A Norris Square church staged a version of a Latin American posada Sunday, reenacting the biblical story of Mary and Joseph's search for lodging in Bethlehem before the birth of Jesus.
But tradition was tweaked a bit because Honduran immigrant Angela Navarro had been living for nearly a month in sanctuary in the West Kensington Ministry church.
"It's a self-contained posada," said the Rev. John Olenick, explaining that the ceremony did not follow the tradition of going door to door in the neighborhood.
Navarro, 28, who is defying a long-standing deportation order, faces possible arrest by immigration officers if she leaves the church.
So, instead of taking a procession through the neighborhood, parishioners carried statues and a diorama of the holy family from one side of the church to the other, singing about being given posada - the Spanish word for inn or a place to stay.
"What better place to meet tonight, supporting Angela," Olenick told the crowd of about 100.
Olenick, pastor of Visitation of the Blessed Virgin Mary Church in North Philadelphia, said refugees around the world today were "having to search for a safe place."
"I can't go out," said Navarro, who lives with her husband and two children in a room at the church.
Navarro came from the eastern Honduran province of Orlancho and was caught by U.S. immigration agents after she entered Texas illegally in 2003. Honduras routinely posts the highest homicide rate in Latin America.
Pending an immigration court hearing, Navarro was allowed to stay temporarily with her parents, who were living legally in Philadelphia.
Then, in a 2004 proceeding, she agreed to voluntarily leave the United States rather than be formally deported.
But she reneged on the agreement and has been subject to immediate deportation at any time.
She said she had been living in fear since.
"First of all," she said in Spanish to the congregation, "I thank God - and then, I thank all of you.
Churches in Chicago, Denver, Phoenix, and several other cities have offered sanctuary to undocumented immigrants.
Supporters of the sanctuary churches say Navarro was the first immigrant this year on the East Coast to be offered this type of church protection.
President Obama recently issued an executive order changing immigration procedures.
That order would allow up to five million undocumented immigrants to avoid deportation.
It is unclear how the changes will affect Navarro.

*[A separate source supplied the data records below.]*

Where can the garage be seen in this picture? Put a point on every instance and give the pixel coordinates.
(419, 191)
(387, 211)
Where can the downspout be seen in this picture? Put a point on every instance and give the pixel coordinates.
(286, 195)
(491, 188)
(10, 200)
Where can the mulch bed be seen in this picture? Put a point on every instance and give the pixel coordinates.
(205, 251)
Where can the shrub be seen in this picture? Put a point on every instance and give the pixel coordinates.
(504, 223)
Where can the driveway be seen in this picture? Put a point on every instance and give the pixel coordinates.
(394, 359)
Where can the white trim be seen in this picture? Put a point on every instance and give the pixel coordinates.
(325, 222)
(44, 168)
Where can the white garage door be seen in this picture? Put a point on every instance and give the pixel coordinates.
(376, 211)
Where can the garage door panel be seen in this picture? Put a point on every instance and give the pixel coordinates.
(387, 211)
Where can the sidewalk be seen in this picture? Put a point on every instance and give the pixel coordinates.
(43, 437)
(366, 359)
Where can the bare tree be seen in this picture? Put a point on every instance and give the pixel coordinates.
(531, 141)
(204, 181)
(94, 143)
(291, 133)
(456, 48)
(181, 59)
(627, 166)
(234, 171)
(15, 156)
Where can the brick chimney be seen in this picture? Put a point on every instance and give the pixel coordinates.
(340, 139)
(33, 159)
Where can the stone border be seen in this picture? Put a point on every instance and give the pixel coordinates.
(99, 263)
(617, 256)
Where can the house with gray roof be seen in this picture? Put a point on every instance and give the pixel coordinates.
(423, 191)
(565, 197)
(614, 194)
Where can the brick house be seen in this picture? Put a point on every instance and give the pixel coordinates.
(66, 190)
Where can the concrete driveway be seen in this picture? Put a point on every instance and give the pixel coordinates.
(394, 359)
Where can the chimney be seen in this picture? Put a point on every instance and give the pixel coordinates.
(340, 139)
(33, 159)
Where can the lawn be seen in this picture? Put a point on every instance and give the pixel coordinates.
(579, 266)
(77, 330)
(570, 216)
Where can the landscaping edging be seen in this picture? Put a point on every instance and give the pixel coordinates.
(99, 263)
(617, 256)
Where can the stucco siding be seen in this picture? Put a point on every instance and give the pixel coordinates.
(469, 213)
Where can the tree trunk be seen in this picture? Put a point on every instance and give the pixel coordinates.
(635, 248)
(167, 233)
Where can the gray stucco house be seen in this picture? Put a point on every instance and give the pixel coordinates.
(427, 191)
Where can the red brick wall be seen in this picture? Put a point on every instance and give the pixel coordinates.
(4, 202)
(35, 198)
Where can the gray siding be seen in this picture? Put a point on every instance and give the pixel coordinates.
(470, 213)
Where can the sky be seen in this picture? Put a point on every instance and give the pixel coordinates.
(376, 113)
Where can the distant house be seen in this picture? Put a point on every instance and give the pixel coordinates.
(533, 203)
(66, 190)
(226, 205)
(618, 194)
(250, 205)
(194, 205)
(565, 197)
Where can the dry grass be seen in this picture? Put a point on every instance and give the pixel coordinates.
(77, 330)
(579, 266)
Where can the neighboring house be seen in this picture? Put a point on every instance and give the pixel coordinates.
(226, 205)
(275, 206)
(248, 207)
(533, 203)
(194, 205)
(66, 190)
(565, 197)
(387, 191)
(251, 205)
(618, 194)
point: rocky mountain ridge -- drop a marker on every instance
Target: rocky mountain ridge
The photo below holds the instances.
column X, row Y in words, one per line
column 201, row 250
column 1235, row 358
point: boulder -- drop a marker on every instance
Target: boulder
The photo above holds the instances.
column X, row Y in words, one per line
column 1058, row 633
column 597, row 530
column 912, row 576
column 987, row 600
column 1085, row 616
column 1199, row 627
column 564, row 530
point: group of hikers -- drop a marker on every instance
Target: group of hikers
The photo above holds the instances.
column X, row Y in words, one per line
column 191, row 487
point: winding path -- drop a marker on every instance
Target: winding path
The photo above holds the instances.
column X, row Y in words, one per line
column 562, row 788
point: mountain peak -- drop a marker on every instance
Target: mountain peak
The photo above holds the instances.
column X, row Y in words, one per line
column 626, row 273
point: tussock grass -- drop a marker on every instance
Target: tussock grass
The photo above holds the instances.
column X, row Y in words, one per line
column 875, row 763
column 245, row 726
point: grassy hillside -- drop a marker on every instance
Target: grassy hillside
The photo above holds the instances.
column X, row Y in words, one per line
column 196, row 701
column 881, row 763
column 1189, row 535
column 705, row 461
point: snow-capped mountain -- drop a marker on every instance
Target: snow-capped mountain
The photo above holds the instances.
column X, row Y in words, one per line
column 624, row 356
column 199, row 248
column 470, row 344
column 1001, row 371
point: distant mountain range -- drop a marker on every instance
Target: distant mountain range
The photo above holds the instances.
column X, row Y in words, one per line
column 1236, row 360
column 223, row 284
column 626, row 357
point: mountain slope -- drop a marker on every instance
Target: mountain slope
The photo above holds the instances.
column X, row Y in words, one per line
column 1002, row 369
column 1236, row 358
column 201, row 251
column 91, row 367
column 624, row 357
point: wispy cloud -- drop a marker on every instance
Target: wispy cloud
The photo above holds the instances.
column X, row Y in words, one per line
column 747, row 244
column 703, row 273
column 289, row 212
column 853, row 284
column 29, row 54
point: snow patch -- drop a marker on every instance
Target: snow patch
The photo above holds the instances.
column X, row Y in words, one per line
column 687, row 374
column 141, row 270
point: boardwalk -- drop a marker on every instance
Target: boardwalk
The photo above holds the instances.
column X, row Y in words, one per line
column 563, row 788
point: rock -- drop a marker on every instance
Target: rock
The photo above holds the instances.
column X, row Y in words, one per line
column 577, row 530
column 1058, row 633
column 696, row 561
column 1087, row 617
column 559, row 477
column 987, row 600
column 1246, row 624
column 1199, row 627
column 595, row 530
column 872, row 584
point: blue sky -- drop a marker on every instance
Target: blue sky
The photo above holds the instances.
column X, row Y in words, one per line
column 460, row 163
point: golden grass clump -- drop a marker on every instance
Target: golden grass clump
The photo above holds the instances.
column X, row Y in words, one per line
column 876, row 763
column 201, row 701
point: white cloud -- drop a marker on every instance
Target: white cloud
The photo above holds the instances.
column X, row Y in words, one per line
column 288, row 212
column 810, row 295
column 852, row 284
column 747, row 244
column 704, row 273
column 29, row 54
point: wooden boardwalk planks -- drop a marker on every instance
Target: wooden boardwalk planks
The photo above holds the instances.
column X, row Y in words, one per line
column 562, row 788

Although Navarro has no criminal record, and her children - Arturo, 11, and Angela Mariana, 8 - were born in the United States, immigration officials are given discretion in determining which cases require deportation.
Nicole Kligerman, an organizer with the New Sanctuary Movement of Philadelphia, said Navarro's attorney was trying to have her deportation order reversed - a first step before she can leave the church.
She said Navarro's possible deportation was just one of many her organization hoped to stop.
"We're going to keep working," Kligerman vowed, "until no one is deported."